Transaction Design — ACID / Eventual Consistency / Saga / Outbox

About this article

This article is the sixth deep dive in the “Software Architecture” category of the Architecture Crash Course for the Generative-AI Era series, covering transaction design.

The mechanism that guarantees “all-succeed-or-all-undo” — the design core that prevents money-disappearing or money-appearing accidents like bank transfers. The article covers ACID properties, isolation levels, distributed transactions, eventual consistency, Saga / Outbox patterns, the CAP theorem, and idempotency, with axes for sorting consistency level per business need.

What keeps “money from disappearing”

Transaction design decides “which data needs what granularity of consistency” in the system. Some data — bank-account balances — needs strict consistency; some — SNS “like counts” — can drift slightly without harm. Applying maximum consistency to everything makes the system too heavy; sorting precision per business need is the design core.

It must be considered together with overall structure (especially microservices). If 1 DB is enough, ACID alone suffices; whether you can lean on a configuration that avoids distributed transactions ties directly to operational cost.

Consider it together with overall structure. If 1 DB is enough, ACID alone is enough.

ACID properties

The classic transaction guarantee RDBMSes have offered for decades is ACID — four properties whose initials guarantee data integrity strongly.

ACID matters because applications’ biggest losses come from “money / inventory / order data inconsistency.” Once data drifts, root-cause investigation, correction, and customer-facing costs balloon, shaking trust in the entire business.

ACID established with RDB development from the 1970s, designed assuming “strong integrity guaranteed within one DB.” It worked perfectly when servers and DBs were one machine each.
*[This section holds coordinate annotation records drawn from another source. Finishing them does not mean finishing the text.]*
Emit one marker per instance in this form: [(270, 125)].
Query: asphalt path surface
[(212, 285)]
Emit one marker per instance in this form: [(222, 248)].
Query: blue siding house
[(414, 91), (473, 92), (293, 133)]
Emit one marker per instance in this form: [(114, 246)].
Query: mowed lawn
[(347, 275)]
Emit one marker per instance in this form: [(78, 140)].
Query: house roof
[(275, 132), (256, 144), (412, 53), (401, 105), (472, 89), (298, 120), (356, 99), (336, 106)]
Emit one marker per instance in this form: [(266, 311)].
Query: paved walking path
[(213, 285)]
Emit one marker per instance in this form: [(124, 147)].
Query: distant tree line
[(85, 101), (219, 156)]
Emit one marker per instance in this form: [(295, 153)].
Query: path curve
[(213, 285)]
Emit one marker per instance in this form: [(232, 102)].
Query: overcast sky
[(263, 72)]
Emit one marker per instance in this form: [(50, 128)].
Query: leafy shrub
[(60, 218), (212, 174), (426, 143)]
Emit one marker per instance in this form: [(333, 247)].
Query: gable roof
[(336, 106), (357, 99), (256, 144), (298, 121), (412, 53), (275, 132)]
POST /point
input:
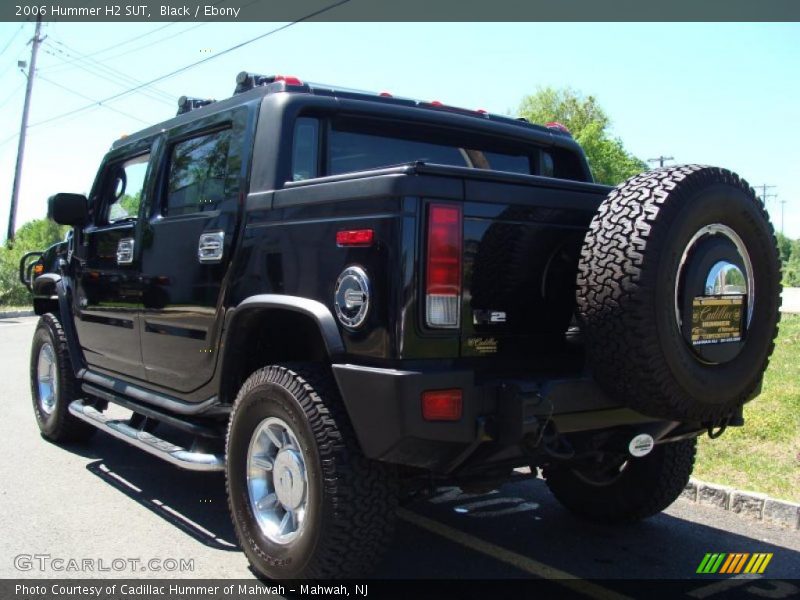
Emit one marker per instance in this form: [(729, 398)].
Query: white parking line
[(518, 561)]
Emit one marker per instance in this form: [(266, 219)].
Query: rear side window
[(198, 173), (305, 154), (351, 151), (361, 144), (126, 186)]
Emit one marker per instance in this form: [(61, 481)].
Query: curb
[(752, 505), (16, 313)]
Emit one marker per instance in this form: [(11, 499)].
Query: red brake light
[(355, 237), (442, 405), (288, 79), (443, 268)]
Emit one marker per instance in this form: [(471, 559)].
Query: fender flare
[(317, 311), (46, 286), (76, 357)]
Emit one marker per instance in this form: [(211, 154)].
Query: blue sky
[(722, 94)]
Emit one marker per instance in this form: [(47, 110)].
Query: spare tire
[(678, 293)]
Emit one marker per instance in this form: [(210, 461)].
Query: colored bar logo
[(734, 563)]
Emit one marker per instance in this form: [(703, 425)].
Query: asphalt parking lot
[(106, 499)]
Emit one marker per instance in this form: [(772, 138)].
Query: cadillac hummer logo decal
[(717, 319), (351, 297)]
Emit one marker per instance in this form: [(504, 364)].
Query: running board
[(181, 457)]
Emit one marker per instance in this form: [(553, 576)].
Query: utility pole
[(764, 195), (12, 216), (661, 160)]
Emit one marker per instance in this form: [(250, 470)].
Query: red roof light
[(288, 79), (355, 237), (558, 127)]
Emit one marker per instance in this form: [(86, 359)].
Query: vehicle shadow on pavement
[(524, 526)]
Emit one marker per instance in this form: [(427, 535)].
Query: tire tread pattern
[(615, 295)]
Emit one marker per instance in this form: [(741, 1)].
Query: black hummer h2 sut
[(342, 299)]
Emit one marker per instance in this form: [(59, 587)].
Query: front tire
[(53, 384), (304, 501), (632, 490)]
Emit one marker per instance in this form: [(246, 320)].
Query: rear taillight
[(443, 267)]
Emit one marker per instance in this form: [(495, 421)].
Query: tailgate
[(521, 244)]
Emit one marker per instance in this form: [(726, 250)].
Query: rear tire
[(341, 505), (643, 488), (53, 384)]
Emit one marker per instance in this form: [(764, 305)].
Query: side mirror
[(68, 209)]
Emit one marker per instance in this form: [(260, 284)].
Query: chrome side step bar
[(181, 457)]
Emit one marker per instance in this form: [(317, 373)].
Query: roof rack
[(247, 81), (187, 103)]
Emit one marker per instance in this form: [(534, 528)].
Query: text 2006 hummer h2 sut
[(342, 300)]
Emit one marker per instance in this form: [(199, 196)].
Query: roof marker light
[(558, 127), (288, 79)]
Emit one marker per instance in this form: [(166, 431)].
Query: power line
[(783, 207), (8, 139), (10, 41), (85, 97), (661, 160), (149, 44), (113, 76), (764, 195), (103, 68), (194, 64), (11, 95)]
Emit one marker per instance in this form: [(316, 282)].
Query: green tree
[(34, 235), (591, 128)]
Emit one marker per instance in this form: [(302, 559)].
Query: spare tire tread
[(614, 298)]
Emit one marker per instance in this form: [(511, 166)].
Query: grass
[(764, 455)]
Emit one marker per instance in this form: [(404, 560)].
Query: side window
[(125, 188), (305, 153), (198, 171), (547, 168)]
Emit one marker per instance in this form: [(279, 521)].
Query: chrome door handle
[(211, 247), (125, 251)]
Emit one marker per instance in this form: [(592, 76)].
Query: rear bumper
[(385, 409)]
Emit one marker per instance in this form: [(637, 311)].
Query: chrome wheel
[(47, 378), (277, 480)]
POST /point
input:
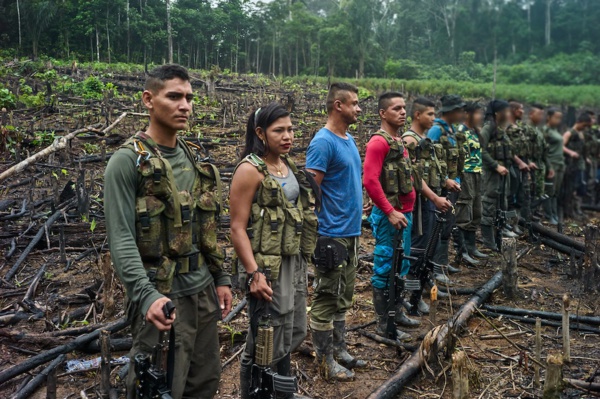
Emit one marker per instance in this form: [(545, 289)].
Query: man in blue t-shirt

In the cloud-era distributed environment, maintaining ACID across multiple DBs and services requires locking all nodes; one network outage stops everything, making it operationally impractical. That’s why eventual consistency and Saga (covered later) emerged.

Property	Substance
Atomicity	All-or-nothing; no partial state
Consistency	Always fail on constraint violations
Isolation	Concurrent execution doesn’t interfere
Durability	Committed data survives failures

Within a single DB, ACID is solidly sufficient — the default for finance, accounting, inventory, and other strong-consistency-required businesses.

Isolation levels

In ACID, the realistic trade-off with performance is “I” (Isolation). The level you pick determines how strictly other transactions are kept apart. Stricter raises consistency but lowers concurrent performance.

Level	Allowed phenomena	Performance
READ UNCOMMITTED	See others’ uncommitted values	Fastest
READ COMMITTED	Same query may produce different results (non-repeatable read)	Fast
REPEATABLE READ	New rows may appear mid-transaction (phantom read)	Mid
SERIALIZABLE	All prevented (strictest)	Slow

PostgreSQL defaults to READ COMMITTED, MySQL (InnoDB) to REPEATABLE READ. Higher isolation costs performance, so strengthen only the parts that need it.

The difficulty of distributed transactions

In microservices and multi-DB configurations, transactions across multiple DBs sometimes become necessary. Traditionally 2PC (Two-Phase Commit — ask all DBs “prepared?” then commit together) solved this, but it has fatal flaws in the cloud era.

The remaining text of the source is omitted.